Madame Batho, un préfet autorisant un projet au nom de l'État ne se trouve pas en situation de conflit d'intérêts.
Le préfet suit la procédure et détermine si la saisine de l'autorité environnementale est opportune au vu de l'importance du projet, ou si la décision d'autorisation ne nécessite pas la réalisation d'une étude d'impact. Si toutes les demandes étaient transmises à l'autorité environnementale, comme vous semblez le souhaiter, celle-ci devrait se prononcer sur la moindre installation de panneaux solaires photovoltaïques.
Je vais vous donner un exemple concret, celui de la déviation de Beynac. Une décision récente de la juridiction administrative a arrêté ce projet d'aménagement routier porté par le conseil départemental de Dordogne.
À la suite de la décision du tribunal administratif, le président du conseil départemental m'a appelé pour me demander que l'État fasse appel, requête qu'il a rendue publique. Je lui ai répondu que le conseil départemental étant le porteur du projet, c'était à lui de faire appel. Cette réponse ne l'a pas satisfait, car il estime que l'État est également le porteur du projet puisqu'il a donné l'autorisation. Voilà une confusion des rôles entre le porteur de projet et l'autorité publique délivrant l'autorisation. L'autorité de l'État sur les territoires le conduit à autoriser les projets privés ou les projets publics portés par des collectivités locales : l'État est le garant de la procédure et délivre l'autorisation. Mais ce n'est pas parce qu'il a donné l'autorisation qu'il va faire appel d'une décision judiciaire mettant un terme au projet ! C'est au porteur de projet de le faire, et il importe de ne pas confondre.
Par ailleurs, le Conseil d'État a déjà validé le même dispositif que celui dont nous parlons aujourd'hui : figurant dans la loi du 10 août 2018 pour un État au service d'une société de confiance, il concerne les modifications d'installation. L'article 4 du projet de loi répond au problème soulevé par une décision du Conseil d'État du 6 décembre 2017.

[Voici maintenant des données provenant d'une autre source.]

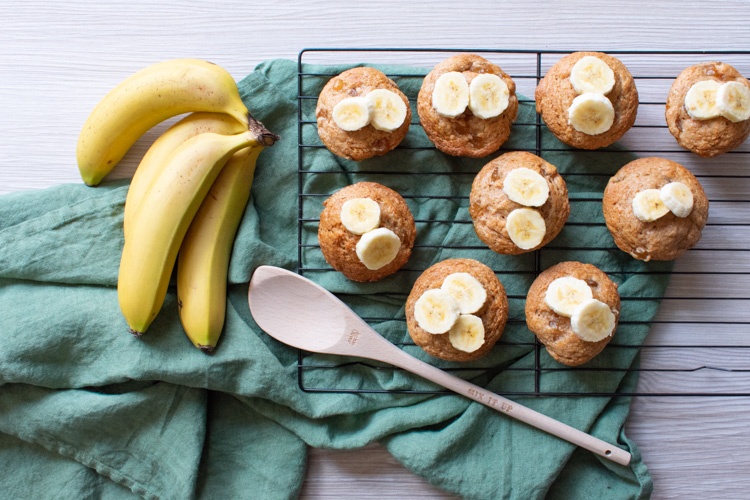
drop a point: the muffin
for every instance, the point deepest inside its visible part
(588, 100)
(701, 112)
(466, 106)
(366, 231)
(457, 310)
(573, 309)
(518, 203)
(361, 113)
(655, 209)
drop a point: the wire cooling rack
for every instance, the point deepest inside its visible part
(699, 342)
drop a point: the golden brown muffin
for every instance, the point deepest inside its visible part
(338, 244)
(466, 134)
(490, 205)
(368, 141)
(555, 94)
(494, 312)
(667, 237)
(554, 330)
(713, 136)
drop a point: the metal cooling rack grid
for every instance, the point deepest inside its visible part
(649, 136)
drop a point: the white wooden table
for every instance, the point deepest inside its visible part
(58, 58)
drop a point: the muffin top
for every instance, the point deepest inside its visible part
(555, 330)
(471, 292)
(672, 231)
(564, 86)
(496, 193)
(352, 92)
(366, 231)
(470, 133)
(708, 134)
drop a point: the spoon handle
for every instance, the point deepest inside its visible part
(382, 350)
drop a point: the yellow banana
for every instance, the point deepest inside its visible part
(159, 225)
(203, 261)
(148, 97)
(156, 157)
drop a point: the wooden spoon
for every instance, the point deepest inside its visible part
(302, 314)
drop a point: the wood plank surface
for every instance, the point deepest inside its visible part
(58, 58)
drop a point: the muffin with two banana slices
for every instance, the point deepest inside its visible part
(467, 105)
(573, 308)
(708, 108)
(588, 100)
(457, 310)
(518, 203)
(655, 209)
(366, 231)
(361, 113)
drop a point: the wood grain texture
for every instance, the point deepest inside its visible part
(58, 58)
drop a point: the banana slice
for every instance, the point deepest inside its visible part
(526, 186)
(387, 109)
(360, 215)
(488, 96)
(451, 94)
(467, 290)
(591, 74)
(678, 198)
(436, 311)
(592, 320)
(648, 205)
(591, 113)
(566, 293)
(351, 114)
(377, 248)
(526, 228)
(467, 334)
(700, 100)
(733, 101)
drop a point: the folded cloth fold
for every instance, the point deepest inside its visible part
(88, 410)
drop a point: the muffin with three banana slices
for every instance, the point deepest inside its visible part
(573, 309)
(457, 310)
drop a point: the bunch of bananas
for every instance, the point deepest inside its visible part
(188, 194)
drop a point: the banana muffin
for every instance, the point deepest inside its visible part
(361, 113)
(366, 231)
(588, 100)
(573, 309)
(655, 209)
(466, 106)
(518, 203)
(708, 108)
(457, 310)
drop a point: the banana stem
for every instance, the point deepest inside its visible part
(265, 137)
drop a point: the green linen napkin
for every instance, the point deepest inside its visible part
(87, 410)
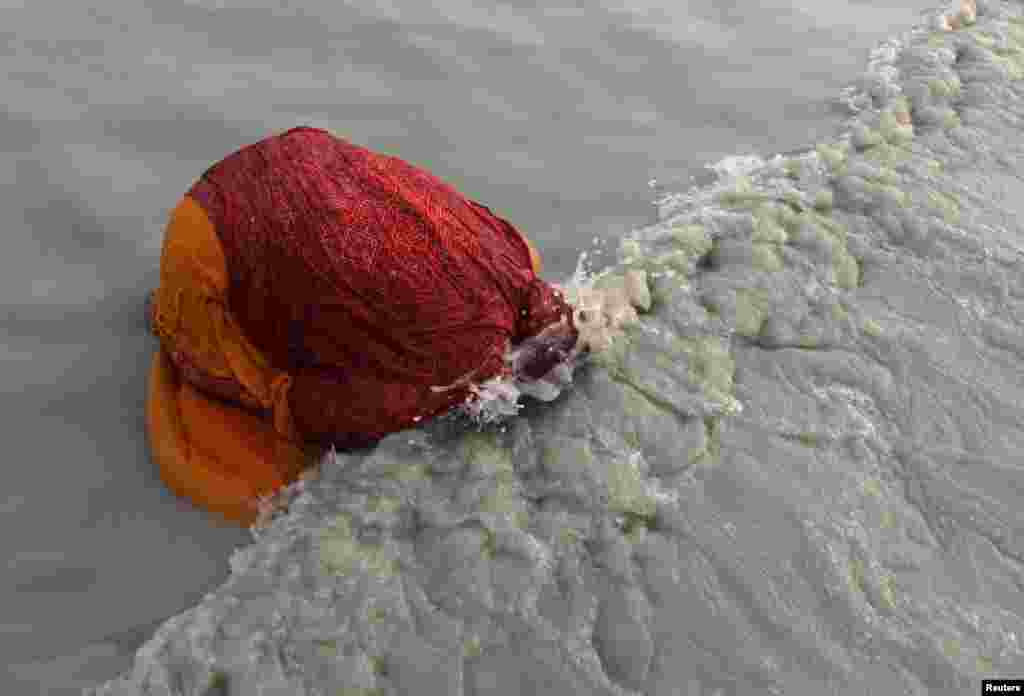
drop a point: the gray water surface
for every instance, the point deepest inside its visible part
(557, 120)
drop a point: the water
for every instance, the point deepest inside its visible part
(558, 120)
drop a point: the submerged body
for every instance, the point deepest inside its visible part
(313, 293)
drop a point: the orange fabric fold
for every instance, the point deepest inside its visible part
(217, 414)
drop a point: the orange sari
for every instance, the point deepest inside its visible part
(217, 412)
(217, 416)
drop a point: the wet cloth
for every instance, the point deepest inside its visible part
(313, 292)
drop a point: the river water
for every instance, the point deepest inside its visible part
(566, 121)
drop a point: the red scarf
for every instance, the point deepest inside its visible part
(369, 280)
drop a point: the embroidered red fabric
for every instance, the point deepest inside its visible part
(370, 280)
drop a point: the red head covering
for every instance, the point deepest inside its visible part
(369, 280)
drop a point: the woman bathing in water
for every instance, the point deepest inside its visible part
(313, 293)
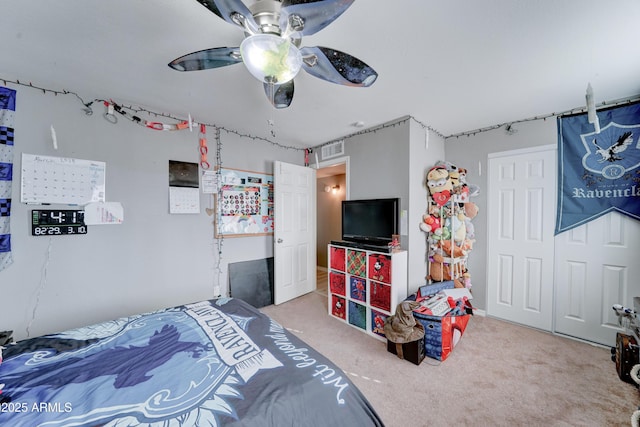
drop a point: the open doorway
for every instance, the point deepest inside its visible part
(332, 188)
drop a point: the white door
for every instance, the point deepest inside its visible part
(597, 265)
(294, 231)
(521, 212)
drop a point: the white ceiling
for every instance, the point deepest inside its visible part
(455, 65)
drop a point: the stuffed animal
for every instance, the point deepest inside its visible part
(446, 245)
(439, 185)
(438, 270)
(430, 223)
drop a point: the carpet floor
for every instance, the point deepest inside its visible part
(499, 374)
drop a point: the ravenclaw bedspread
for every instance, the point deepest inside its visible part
(212, 363)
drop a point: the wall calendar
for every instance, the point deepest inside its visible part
(47, 179)
(244, 204)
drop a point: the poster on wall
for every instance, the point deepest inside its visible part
(598, 172)
(184, 188)
(244, 203)
(7, 112)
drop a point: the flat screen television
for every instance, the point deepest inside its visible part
(371, 221)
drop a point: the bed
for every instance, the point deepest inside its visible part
(212, 363)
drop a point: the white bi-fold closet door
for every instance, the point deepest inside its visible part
(565, 284)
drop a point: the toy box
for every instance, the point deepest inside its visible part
(412, 351)
(442, 333)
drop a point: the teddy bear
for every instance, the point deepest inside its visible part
(430, 223)
(440, 271)
(439, 184)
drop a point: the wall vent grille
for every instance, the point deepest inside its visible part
(333, 150)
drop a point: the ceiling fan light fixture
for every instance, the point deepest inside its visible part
(270, 58)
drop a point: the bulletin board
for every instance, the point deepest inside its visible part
(244, 204)
(47, 179)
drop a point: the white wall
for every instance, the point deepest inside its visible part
(425, 151)
(392, 162)
(471, 153)
(153, 259)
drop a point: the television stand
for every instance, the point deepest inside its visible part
(365, 286)
(364, 246)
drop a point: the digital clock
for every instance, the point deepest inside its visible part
(49, 222)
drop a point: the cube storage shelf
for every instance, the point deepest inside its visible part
(365, 286)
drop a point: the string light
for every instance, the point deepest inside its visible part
(576, 110)
(220, 239)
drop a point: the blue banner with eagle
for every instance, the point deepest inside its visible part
(7, 110)
(598, 172)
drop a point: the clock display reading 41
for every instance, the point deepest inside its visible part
(57, 222)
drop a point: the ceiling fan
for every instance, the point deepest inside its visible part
(271, 48)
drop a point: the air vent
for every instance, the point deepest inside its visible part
(333, 150)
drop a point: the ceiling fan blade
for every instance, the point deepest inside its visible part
(337, 67)
(209, 58)
(316, 14)
(227, 9)
(281, 95)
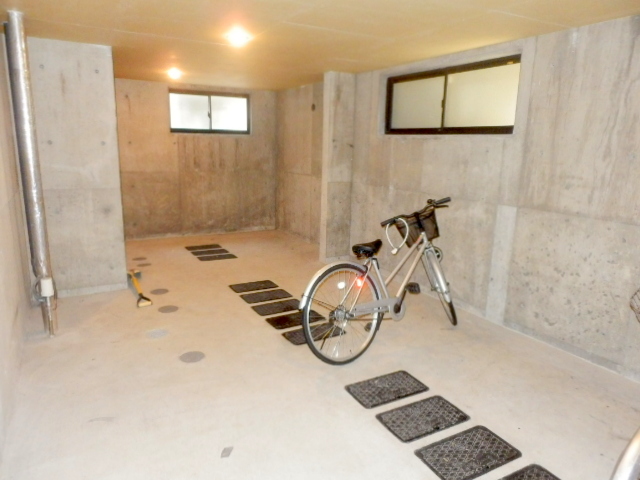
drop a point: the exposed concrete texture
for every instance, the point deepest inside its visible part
(76, 125)
(300, 112)
(338, 140)
(175, 184)
(397, 174)
(571, 280)
(109, 397)
(582, 144)
(15, 280)
(542, 231)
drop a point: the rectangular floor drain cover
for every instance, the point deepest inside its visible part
(216, 257)
(532, 472)
(215, 251)
(467, 455)
(252, 286)
(277, 307)
(385, 389)
(265, 296)
(422, 418)
(203, 247)
(297, 336)
(292, 320)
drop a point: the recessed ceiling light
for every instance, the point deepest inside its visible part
(174, 73)
(238, 37)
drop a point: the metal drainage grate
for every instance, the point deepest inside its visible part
(215, 251)
(292, 320)
(467, 455)
(276, 307)
(216, 257)
(252, 286)
(258, 297)
(203, 247)
(422, 418)
(532, 472)
(297, 336)
(385, 389)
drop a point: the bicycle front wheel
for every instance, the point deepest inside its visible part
(343, 335)
(439, 284)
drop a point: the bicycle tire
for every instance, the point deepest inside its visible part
(339, 339)
(439, 284)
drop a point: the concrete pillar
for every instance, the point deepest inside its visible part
(337, 160)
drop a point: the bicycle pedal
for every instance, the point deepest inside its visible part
(413, 287)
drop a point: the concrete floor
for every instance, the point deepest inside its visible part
(109, 398)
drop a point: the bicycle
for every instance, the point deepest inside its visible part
(345, 302)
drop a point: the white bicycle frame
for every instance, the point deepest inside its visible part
(386, 303)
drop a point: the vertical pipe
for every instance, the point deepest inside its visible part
(20, 80)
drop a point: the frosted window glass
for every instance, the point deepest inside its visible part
(483, 98)
(229, 113)
(189, 111)
(418, 103)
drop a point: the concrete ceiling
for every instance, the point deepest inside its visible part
(296, 40)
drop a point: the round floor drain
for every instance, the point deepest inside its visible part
(157, 333)
(168, 309)
(191, 357)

Je vous invite une nouvelle fois non seulement à écarter ces amendements de suppression, mais à voter l'article 4.
M. le président de la commission des affaires économiques applaudit.
Depuis trois jours, nous discutons de ce projet de loi dont je mesure l'importance. Néanmoins, les échanges entre certains députés s'apparentent à du ping-pong – sport que j'ai longtemps pratiqué – et me laissent quelque peu circonspect.
Je n'ai pas voulu en rajouter pour ne pas allonger les discussions, mais je n'accepte pas la remise en cause des préfets, car le corps préfectoral est d'une excellente qualité. Si nous suspectons les préfets de ne pas défendre l'intérêt public et de n'écouter ni les parlementaires de la majorité ni ceux de l'opposition, nous attaquons notre modèle d'organisation.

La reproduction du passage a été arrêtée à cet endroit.